Book Dragon is Reading - Aunt Dimity and the Duke by Nancy Atherton

 

Had a lunch break and then three hours on a train earlier in the week so I managed to read the remaining half of Aunt Dimity and the Duke. Meanwhile I’ve been a lot tired and of correspondingly low mood, and persistently failed to find the time to write anything about it. Trying to fix that now before it fades any further into the past and becomes any more overwritten by the stories I have read since then.

It ended up being a pleasant enough read, which is about what I expected. Precocious, strange children from a tragic background grow on our heroine, who is forced by conversation with others to realise she has been in love with that guy since the moment she saw him. Which surprised me because I was hoping for some sort of relationship to develop.

There’s a lot for me to be dissatisfied with in this book, like the way suspicion of the Duke is built and built but ultimately our protagonists do not actually solve anything. Rather, they get caught in the act of investigating and our supposed villain says some deliberately menacing, misleading things before dragging out the exculpatory revelation scene for a whole chapter. That is, pretending to admit to villainy, then making everyone sit in a drawing room for an entire chapter before commencing to explain non-villainy. Plus a household of independently wealthy servants who are all singular geniuses in their various fields, who continue to servant for the love of it, and a whole village of folk firmly committed to being rustic English country-folk.

Characters who are bloody-mindedly committed to acting out their idiom. I think particularly of Nanny Cole, who manages to be a beloved figure in the household despite speaking only to insult or threaten others, and in one crowd scene was responding so to virtually every utterance. That part was quite a chore to read.

The whole thing was such a comedy, I want to say. Both couples get married. Prophecies of love are fulfilled. Children save the day (by the by, I got the impression early that Peter was meant to be the main child, but suspect the author had so much fun with Nell’s peculiarities that she ended up taking centre stage). Everyone is innocent, or contrite unto death, and the wronged party not only forgives her assailant, not only claims to have borne fault in the matter of being assaulted, but even offers to apprentice her assailant. So much so does everything end happily.
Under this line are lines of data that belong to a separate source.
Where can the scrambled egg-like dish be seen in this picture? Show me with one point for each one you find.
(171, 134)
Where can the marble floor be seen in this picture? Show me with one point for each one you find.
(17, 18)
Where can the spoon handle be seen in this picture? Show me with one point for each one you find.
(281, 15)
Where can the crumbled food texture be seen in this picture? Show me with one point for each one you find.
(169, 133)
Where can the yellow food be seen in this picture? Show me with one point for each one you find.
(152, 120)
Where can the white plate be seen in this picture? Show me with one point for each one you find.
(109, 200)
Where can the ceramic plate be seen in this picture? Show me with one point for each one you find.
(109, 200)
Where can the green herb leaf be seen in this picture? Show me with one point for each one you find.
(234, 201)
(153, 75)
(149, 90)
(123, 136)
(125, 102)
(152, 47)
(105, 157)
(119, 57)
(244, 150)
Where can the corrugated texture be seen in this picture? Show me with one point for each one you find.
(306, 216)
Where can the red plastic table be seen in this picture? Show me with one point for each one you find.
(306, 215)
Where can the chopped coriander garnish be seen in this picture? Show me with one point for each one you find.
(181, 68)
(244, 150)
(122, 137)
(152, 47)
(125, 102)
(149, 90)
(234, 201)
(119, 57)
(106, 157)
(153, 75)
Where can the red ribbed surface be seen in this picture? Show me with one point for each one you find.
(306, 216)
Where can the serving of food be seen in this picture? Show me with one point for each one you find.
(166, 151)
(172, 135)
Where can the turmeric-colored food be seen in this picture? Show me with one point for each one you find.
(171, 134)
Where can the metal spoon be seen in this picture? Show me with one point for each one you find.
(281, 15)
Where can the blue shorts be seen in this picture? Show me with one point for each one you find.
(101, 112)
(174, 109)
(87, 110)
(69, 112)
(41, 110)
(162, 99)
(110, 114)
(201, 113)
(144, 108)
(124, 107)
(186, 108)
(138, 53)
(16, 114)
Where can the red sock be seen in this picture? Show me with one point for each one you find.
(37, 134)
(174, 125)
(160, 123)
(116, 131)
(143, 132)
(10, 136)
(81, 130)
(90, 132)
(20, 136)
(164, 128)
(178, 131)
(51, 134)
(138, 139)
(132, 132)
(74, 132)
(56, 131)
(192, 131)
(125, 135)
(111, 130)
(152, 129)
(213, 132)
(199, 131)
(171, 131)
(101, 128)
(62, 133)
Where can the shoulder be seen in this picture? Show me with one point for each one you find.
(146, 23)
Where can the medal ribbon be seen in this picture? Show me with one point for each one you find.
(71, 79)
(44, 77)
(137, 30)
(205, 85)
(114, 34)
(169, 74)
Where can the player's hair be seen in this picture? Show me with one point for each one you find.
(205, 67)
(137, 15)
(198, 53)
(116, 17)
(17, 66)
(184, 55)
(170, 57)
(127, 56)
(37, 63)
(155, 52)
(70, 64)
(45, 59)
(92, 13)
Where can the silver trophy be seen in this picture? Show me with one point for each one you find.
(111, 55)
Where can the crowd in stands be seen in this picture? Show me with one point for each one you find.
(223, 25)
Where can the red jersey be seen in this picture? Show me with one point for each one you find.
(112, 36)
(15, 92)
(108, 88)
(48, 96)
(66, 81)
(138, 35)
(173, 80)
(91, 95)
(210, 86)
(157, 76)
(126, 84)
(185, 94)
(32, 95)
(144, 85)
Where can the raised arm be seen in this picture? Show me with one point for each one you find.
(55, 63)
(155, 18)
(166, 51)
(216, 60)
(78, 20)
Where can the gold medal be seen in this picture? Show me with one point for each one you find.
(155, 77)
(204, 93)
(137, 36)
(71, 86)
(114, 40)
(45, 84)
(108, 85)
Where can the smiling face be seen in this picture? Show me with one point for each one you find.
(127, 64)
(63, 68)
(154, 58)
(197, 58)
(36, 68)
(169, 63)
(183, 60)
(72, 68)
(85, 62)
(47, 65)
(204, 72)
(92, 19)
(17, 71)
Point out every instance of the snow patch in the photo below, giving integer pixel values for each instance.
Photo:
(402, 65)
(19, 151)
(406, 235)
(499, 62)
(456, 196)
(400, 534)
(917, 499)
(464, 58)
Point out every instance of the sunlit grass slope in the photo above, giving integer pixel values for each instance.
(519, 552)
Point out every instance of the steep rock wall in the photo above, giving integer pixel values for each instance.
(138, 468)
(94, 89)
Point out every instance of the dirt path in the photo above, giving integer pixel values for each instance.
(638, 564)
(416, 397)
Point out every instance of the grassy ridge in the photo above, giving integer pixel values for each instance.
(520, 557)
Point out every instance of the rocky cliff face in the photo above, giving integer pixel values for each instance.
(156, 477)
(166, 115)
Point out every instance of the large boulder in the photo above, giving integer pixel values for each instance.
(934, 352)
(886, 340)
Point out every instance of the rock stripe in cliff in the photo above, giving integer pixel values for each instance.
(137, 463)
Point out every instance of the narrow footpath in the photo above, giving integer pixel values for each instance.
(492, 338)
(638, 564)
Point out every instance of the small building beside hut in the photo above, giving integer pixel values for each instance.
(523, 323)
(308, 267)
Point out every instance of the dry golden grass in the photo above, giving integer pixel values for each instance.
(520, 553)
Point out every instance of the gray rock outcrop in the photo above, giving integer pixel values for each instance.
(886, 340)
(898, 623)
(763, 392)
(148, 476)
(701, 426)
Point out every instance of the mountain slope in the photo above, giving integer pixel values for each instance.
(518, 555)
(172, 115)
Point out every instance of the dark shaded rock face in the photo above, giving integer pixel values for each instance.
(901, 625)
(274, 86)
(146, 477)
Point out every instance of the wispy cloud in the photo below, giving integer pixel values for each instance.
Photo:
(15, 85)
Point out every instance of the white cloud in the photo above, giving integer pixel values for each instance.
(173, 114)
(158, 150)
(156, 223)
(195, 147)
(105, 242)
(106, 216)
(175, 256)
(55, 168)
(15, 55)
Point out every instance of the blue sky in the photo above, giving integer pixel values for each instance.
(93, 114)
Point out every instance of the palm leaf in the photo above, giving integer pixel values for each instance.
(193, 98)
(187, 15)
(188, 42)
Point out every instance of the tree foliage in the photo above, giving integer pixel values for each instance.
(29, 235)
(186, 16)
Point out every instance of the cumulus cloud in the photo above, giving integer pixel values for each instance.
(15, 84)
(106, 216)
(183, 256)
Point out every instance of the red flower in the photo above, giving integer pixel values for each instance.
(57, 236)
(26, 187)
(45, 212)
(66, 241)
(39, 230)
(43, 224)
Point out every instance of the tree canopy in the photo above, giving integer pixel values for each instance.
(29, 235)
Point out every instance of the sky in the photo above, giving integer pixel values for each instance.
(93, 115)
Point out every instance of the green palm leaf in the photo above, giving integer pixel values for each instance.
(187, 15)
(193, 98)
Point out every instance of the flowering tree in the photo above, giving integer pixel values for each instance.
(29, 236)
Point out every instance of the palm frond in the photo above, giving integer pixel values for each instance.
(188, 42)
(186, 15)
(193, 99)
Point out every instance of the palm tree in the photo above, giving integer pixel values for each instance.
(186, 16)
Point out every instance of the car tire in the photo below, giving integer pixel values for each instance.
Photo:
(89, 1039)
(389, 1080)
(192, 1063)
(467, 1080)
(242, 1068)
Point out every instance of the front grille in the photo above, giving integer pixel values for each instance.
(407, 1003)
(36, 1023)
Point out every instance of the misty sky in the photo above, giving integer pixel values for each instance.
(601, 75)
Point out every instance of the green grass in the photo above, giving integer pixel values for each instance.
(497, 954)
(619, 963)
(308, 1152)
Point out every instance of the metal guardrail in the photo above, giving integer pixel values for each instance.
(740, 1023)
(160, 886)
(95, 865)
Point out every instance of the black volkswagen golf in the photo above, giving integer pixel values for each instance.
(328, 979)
It was as a GoodReads review indicated a prequel to the rest of the Aunt Dimity series so I was disappointed to have my suspicions confirmed and the shadow of her living self appear at the end. Bit amusing though that the only direct Dimity appearance comes in the form of prequel to prequel, in the prologue many years prior to the body of this novel.

I’m assuming the protagonists become recurring characters in the Aunt Dimity series - but not themselves leads - because they celebrate by purchasing a house in the village where the series actually takes place. Which is not where this novel happened. It feels a bit weird reading a novel in a series that has a different setting and cast to the rest of the series, and where the character around whose death the series is constructed is not in fact dead.

I suppose I might wonder whether I have really read an Aunt Dimity book after all. Presumably the tonal essence is there. I said above there is a lot for me to be dissatisfied with in this book, and there is, but at least it was drawn so sweetly I don’t feel any personal venom for it. The ride was fun enough, but I doubt I will another of them when there are so many more interesting alternatives in the world.